Feiten van de zaak
Een samenwerkingsverband van verschillende gemeenten (hierna: de aanbestedende dienst) heeft de uitvoering van hulpverlening in het kader van de Wet maatschappelijke ondersteuning (Wmo) aanbesteed. In het Programma van Eisen zijn maximum uurtarieven voor de beroepskrachten, die de Wmo-werkzaamheden moeten gaan uitvoeren, vastgesteld. Daarover wordt in het Programma van Eisen meer specifiek bepaald:
“Indien een inschrijver een hoger tarief opgeeft dan het maximum tarief en deze inschrijver in aanmerking komt voor het aangaan van een raamovereenkomst, zal ten hoogste het in dit programma van eisen genoemde maximum tarief gehanteerd worden.”
Eén van de gegadigden (hierna: Partij A) heeft al tijdens de beginfase van de aanbestedingsprocedure bezwaar gemaakt tegen de maximum uurtarieven. Dit heeft echter niet geleid tot een wijziging van deze tarieven. Partij A heeft uiteindelijk wel ingeschreven maar heeft in haar inschrijving een voorbehoud gemaakt ten aanzien van de maximum uurtarieven. De aanbestedende dienst heeft vervolgens de inschrijving als ongeldig terzijde gelegd (een inschrijving onder voorwaarde wordt immers gekwalificeerd als ongeldig).
Oordeel voorzieningenrechter in eerste aanleg
Partij A heeft bij de voorzieningenrechter een kort geding aangespannen, waarbij zij heeft aangevoerd dat de eis ten aanzien van de maximum uurtarieven disproportioneel, onredelijk en discriminerend is. De voorzieningenrechter heeft Partij A in haar eis niet ontvankelijk verklaard, omdat zij een ongeldige inschrijving had gedaan en daarom geen belang had. Aan een inhoudelijke toetsing van de gestelde eis komt de voorzieningenrechter dan ook niet toe. Partij A is tegen dit vonnis in beroep gekomen bij het gerechtshof.

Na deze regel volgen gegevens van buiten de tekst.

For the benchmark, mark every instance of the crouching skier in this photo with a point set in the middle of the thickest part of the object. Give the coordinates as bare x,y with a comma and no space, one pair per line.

Oordeel gerechtshof in hoger beroep
Het gerechtshof volgt de voorzieningenrechter niet met betrekking het belangvereiste. Het hof oordeelt als volgt:
“Omdat [inschrijver] een inschrijving heeft gedaan, had zij, ook nadat haar inschrijving als ongeldig terzijde was gelegd, er belang bij de rechtmatigheid van de maximum uurtarieven door de rechter te laten beoordelen en, indien deze onrechtmatig werden geoordeeld, zodanige voorzieningen te doen treffen dat de aanbestedingsprocedure, indien voortgezet, alsnog op rechtmatige wijze zou worden uitgevoerd, waarbij zij mogelijkerwijs opnieuw had kunnen inschrijven.”
Uitspraak in weerwil van heersende jurisprudentie?

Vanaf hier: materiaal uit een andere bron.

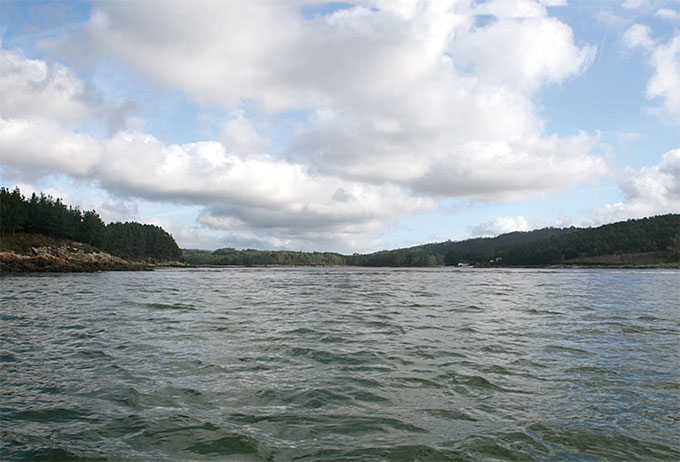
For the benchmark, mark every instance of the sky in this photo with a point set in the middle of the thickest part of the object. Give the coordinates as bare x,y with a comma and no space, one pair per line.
349,127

Het arrest van het gerechtshof althans de hierboven aangehaalde overweging zou kunnen worden uitgelegd als dat - in strijd met de heersende jurisprudentie - een inschrijver reeds door inschrijving (voldoende) belang heeft. Dat deze inschrijving ongeldig is, maakt niet uit.
Wij menen echter dat dit arrest moet worden geplaatst in de specifieke context dat de ongeldigverklaring wordt gestoeld op een eis die juist in rechte ter discussie wordt gesteld. Met andere woorden, als die eis door een rechter als onwettig wordt aangemerkt, vervalt de grondslag voor de ongeldigverklaring. Alsdan heeft de inschrijver - conform de heersende jurisprudentie - in beginsel wél belang.
Conclusie
Wij zijn van mening dat het uitgangspunt is dat een inschrijver die ongeldig heeft ingeschreven in rechte niet-ontvankelijk moet worden verklaard bij gebrek van belang. Echter, indien in rechte de eis wordt aangevochten die als basis heeft gediend voor de ongeldigverklaring zal de inschrijver in beginsel wel ontvankelijk moeten worden verklaard.